Today I’ll talk about where things currently stand, and where our to-do list stands.
First, let’s look at site metrics. There’s traffic. At this time of the year, with Thanksgiving and the Christimas holidays, it makes little sense to look at month-to-month progress. This is just naturally a low-traffic side of the season. So let’s look at year-over-year numbers, and also at November 2011, which was the last time we had a pre-primary November:
|
Nov 2015 |
Nov 2014 |
Nov 2011 |
Unique Visitors |
8.96M |
8.45M |
2.76M |
Pageviews |
44.2M |
38.3M |
20.3M |
Year-over-year, that is a 6 percent increase in visitors, and a 13 percent increase in pageviews. If I had to guess, I’d say that the Bernie-Clinton primary wars are good for pageviews. So all-in-all, modest growth. But virality and news cycle also has something to do with these numbers—last November we had an election and the shooting of Tamir Rice, which spiked traffic. We didn’t have such news spikes this November.
In any case, I’ve been watching to see whether we’d take a traffic hit after the launch of the new site, and so far, I’m not seeing it. That’s not to say that the traffic couldn’t have been higher without the update, who knows? But so far, the worst-case (“Digg”) scenario hasn’t come to pass.
Of course, there is more to metrics than traffic. One area we’re heavily focused on is user engagement: the number of diaries/stories written, comments written, and comments recommended. Here is the chart of stories written:
That October spike was a combination of the Clinton Benghazi hearings, the first Democratic presidential debate, the Roseville, Oregon shooting, the girls slammed by a cop in class in South Carolina, and John Boehner resigning. That was a crazy news month.
But take that month out, and the number of stories now written is about 5-10 percent higher than it was pre-DK5. We’re now hovering in the 370-400 per day, while before we hovered around 330-370. As we further work out the kinks, we hope to see that improve even further.
Another big one is comments, and here’s our chart:
Here we can definitely see a hit, going from 12-13,000 a day, to around 10-11,000 per day, or roughly a 15 percent decline. Part of it was the Thanksgiving and holiday season (you can see the Turkey Dip on the chart), but there’s no doubt that commenting is down because of the port.
That’s where a big chunk of our development focus is right now. We’ve already tweaked font legibility, and the layout of the story page is changing in a way that will eliminate the left white gutter (I sketched it out here). The hope is to get this out before the end of the year, but understand that we are in prime vacation time for our staff (and we have been since late November), so that slows things down in general.
Also related to comments are comment recommends:
We are down from around 10,000 an average day, to between 8-9,000. This was likely our biggest design miss, making the action line on the comments too small, dim and confusing. Our current tweaks including creating actual buttons for recommend and flag, to make it easier for people to see and use them correctly (we’ve also seen accidental flags increase a large amount).
So what is the State of Daily Kos? We’ve survived the transition without mass catastrophe, but we still have lots of work smoothing things over (not that we ever thought it would be otherwise). So where are we on development?
I previously identified these as our top priorities: New story layout page, speed improvements, single-comment page, story/diary list-view page, text legibility, collapsible sidebar boxes, and collapsing of all comments. Here’s where things stand:
New story layout page. In heavy development, pretty confident we’ll be done by end of year. I’m being told sooner, but things happen, so let’s say EOY 2015.
Speed improvements. This has gotten more effort than anything else since the transition. We’ve tried several things that just didn’t pan out. This site is incredibly complex, with myriad moving parts, and off-the-shelf tools we tried didn’t play well with our setup. But if progress on other priorities seems slower than you’d like, it’s because we have the most developer manpower tied up on this.
Single-comment page. High priority, but won’t launch until January.

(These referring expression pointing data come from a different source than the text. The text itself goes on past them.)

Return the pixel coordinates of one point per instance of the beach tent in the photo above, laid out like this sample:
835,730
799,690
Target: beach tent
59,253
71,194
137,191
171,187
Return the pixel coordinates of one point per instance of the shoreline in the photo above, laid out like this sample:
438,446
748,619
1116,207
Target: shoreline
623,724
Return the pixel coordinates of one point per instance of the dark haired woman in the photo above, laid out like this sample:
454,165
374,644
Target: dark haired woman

Story/diary list-view page. We did a quick and easy hack, linking to the old site list view. We’re also working on a little icon toggle so people can switch back and forth between the views. Next year, we’ll have a nicer designed version of the list view, but for now we went with the fastest way to get you what you wanted.

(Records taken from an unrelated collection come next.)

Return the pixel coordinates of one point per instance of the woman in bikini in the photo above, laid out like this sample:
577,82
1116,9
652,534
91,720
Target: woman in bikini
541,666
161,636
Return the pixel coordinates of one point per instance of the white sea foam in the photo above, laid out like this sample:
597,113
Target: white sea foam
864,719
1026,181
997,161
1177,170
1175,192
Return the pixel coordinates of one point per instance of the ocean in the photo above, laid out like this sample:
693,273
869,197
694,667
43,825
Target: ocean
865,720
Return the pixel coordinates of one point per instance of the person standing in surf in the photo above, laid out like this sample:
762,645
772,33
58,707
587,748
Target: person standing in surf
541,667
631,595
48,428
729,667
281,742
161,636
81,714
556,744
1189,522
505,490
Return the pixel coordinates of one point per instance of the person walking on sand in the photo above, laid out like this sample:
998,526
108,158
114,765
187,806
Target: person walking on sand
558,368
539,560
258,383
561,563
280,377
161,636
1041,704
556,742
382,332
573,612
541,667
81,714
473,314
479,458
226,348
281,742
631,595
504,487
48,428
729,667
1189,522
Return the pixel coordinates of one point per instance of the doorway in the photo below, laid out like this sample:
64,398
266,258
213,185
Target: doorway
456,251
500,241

Text legibility. We boosted the size of the font, making it far more legible. We are also removing the left white gutter in comments as part of that new story layout page, so that should also help reduce the amount of white people are seeing.
Collapsible sidebar boxes. Development is finished and tested, just waiting on the next big deploy to get them up. So super soon!

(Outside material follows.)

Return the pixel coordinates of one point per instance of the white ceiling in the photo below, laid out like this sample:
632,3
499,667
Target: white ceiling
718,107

Collapsing of all comments. Development is finished, still need to test, but either way, it’s coming soon and just waiting our next big deploy.
So in short, the single-comment page and speed improvements will push out into next year, but everything else should be up by the end of the year. Also note that the team has been squashing untold number of functionality bugs. They don’t get much attention (unless you’re one of the people affected by those bugs), but they are obviously important and a time suck.
We’re as eager to wrap up these loose ends as you are, as we have an ambitious list of other things we want to get to (better search, better internal messaging, user story metrics, etc).